L’inclusion sociale dans une politique de soins qui vise le rétablissement en santé mentale a des implications importantes pour les services psychiatriques eux-mêmes. La reconnaissance de la contribution possible de l’usager en tant qu’expert d’expérience, et son recrutement dans les services, voire la création de services spécifiques qu’il gèrerait, sont aujourd’hui d’actualité, avec l’intégration des pairs-aidants et des médiateurs de santé pair dans les services de soins. Pour le laboratoire de recherche, la création d’une unité de recherche sur la formation, intègre de manière systématique la participation d’usagers formateurs dans la formation des professionnels sur le rétablissement, l’empowerment et l’inclusion sociale.
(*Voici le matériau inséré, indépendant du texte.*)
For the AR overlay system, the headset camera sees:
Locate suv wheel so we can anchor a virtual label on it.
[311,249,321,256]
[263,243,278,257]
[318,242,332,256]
Le principe : évaluer l’impact de ces formations expérimentales non seulement à la fin de la formation, mais aussi lors du retour des participants sur le terrain, pour ensuite faire évoluer les formations proposées. Les évaluations montrent systématiquement l’impact des usagers formateurs non seulement sur les professionnels à la fois du sanitaire et du médicosocial et du social.

L’ensemble de ces projets soulignent l’importance de prendre en compte la précarité, la violence et les inégalités sociales comme des déterminants majeurs des troubles psychiques mais aussi comme des déterminants majeurs du rétablissement. Mieux comprendre comment agir sur ces déterminants sociaux pour optimiser sa santé mentale est un des thèmes centraux du travail de l’équipe du laboratoire de recherche du GHU Paris.